Plazma, Heryerde Plazma
Maddenin plazma hâline dünya üzerinde çok az rastlamamıza rağmen kâinatta plazma hâli fazlalık bakımından maddenin diğer hâllerine karşı ezici bir üstünlüğe sahiptir. Şöyle ki; kâinattaki toplam madde miktarının % 99'unun plazma hâlinde olduğu sanılmaktadır. Örnek verecek olursak tüm yıldızlar, nebulalar ve yıldızlararası uzay plazma hâlindeki maddeden oluşur. Bunların sıcaklığı ve partikül yoğunluğu şekil üzerinde gösterilmiştir. Birim hacimdeki partikül yoğunluğu da plazmanın bilinmesi gereken bir özelliğidir. Sıcaklığı yüksek olsa da, yoğunluğu düşük bir plazma fazla enerji yaymaz. Kâinatın boşluk diyebileceğimiz madde yoğunluğu çok düşük olan bölgelerinde ise; sıcaklık 3 K yani -270 C derece kadardır. Bir yanda hiç bir canlının hattâ cansızların bile mukavemet edemeyeceği kadar yüksek bir sıcaklık, diğer yanda atomları bile donduracak derecede bir soğuk. Bunların ortasında mükemmel techizatlarla donatılarak koruma altına alınan cennet gibi bir dünya....

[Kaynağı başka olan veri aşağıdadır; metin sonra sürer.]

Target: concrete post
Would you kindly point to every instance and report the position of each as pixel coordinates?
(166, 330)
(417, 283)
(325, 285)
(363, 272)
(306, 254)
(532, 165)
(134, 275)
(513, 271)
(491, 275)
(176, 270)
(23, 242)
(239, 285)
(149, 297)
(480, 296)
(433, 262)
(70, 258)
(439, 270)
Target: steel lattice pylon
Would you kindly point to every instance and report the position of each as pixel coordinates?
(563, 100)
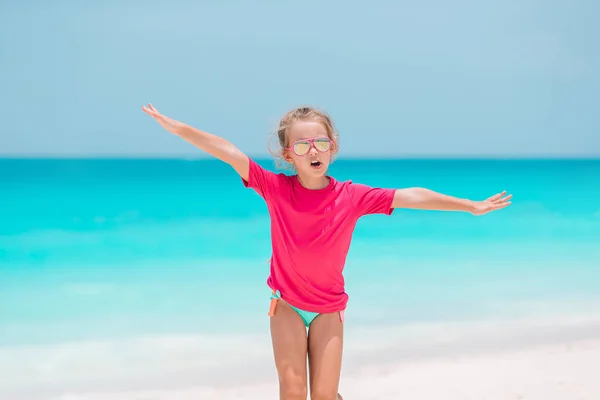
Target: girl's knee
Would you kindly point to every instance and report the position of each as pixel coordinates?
(318, 394)
(295, 391)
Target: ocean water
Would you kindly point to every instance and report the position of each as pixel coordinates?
(128, 273)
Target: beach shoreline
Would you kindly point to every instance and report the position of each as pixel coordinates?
(548, 358)
(546, 372)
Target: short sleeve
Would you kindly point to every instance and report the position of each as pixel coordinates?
(371, 200)
(263, 181)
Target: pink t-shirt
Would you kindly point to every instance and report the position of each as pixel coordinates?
(311, 231)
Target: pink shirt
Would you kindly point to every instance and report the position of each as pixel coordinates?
(311, 231)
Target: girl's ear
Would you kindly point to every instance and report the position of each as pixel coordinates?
(287, 156)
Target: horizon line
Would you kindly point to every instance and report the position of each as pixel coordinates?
(432, 157)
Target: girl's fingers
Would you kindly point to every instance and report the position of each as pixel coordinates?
(506, 198)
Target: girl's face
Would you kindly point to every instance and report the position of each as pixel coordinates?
(310, 148)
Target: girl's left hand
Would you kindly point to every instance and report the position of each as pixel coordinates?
(493, 203)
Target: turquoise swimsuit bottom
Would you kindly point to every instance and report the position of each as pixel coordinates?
(307, 316)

Hayat Kaynağı Plazma Küresi
Işık ve ısı kaynağı olarak dünyamızda hayatın devamını sağlayan Güneş dev bir plazma küresidir. Bu dev plazma küresinin çekirdeğindeki 15 milyon K'lik sıcaklık ve kurşundan 11 kat daha fazla olan yoğunluk, termonükleer reaksiyonların gerçekleşmesini sağlar. Bu reaksiyonlarda özetle hidrojen çekirdekleri birleşerek helyum çekirdeklerine dönüşür ve muazzam bir enerji açığa çıkar. Ancak dünyamıza ısı göndererek hayatın devamını sağlayan ışıkkürenin sıcaklığı ancak 6.000 K'dir. Bu tabakanın üzerinde yer alan ve korona adı verilen güneş tacının 2 milyon K'lik sıcaklığının sebebi ise tam anlaşılamamıştır. Bu tabaka dünyanın da ötesine uzanır ancak çok düşük yoğunlukta olduğu için sıcaklık tesiri fazla değildir. Bu tabakanın yoğunluğu ışıkküre gibi yüksek olsaydı dünya üzerinde hayat mümkün olmazdı. Yine güneşten kopup gelen elektrik yüklü parçacıkların, dünya atmosferine yapabileceği muhtemel etkiler dünyanın manyetik alanı tarafından önlenmiştir. Bu manyetik alana manyetosfer adı verilir. Güneş'in oluşturduğu yüklü parçacık, akımı bu manyetik alan tarafından saptırılarak kutup bölgelerine doğru itilir. Bunun sonucunda kutup bölgelerinde atmosferin oksijen ve azot atomları ile etkileşime girerek ışımalara sebep olurlar ki bunlara aurora adı verilir. Auroralar yaklaşık ikiyüz km yüksekte oluşurlar ve sıcaklıkları bir kaç yüz derecedir. Güneş etkinliğinin yüksek olduğu günlerde telsiz ve radyo haberleşmelerinin olumsuz etkilendiğini hatırlarsak manyetosferin önemi daha iyi anlaşılır.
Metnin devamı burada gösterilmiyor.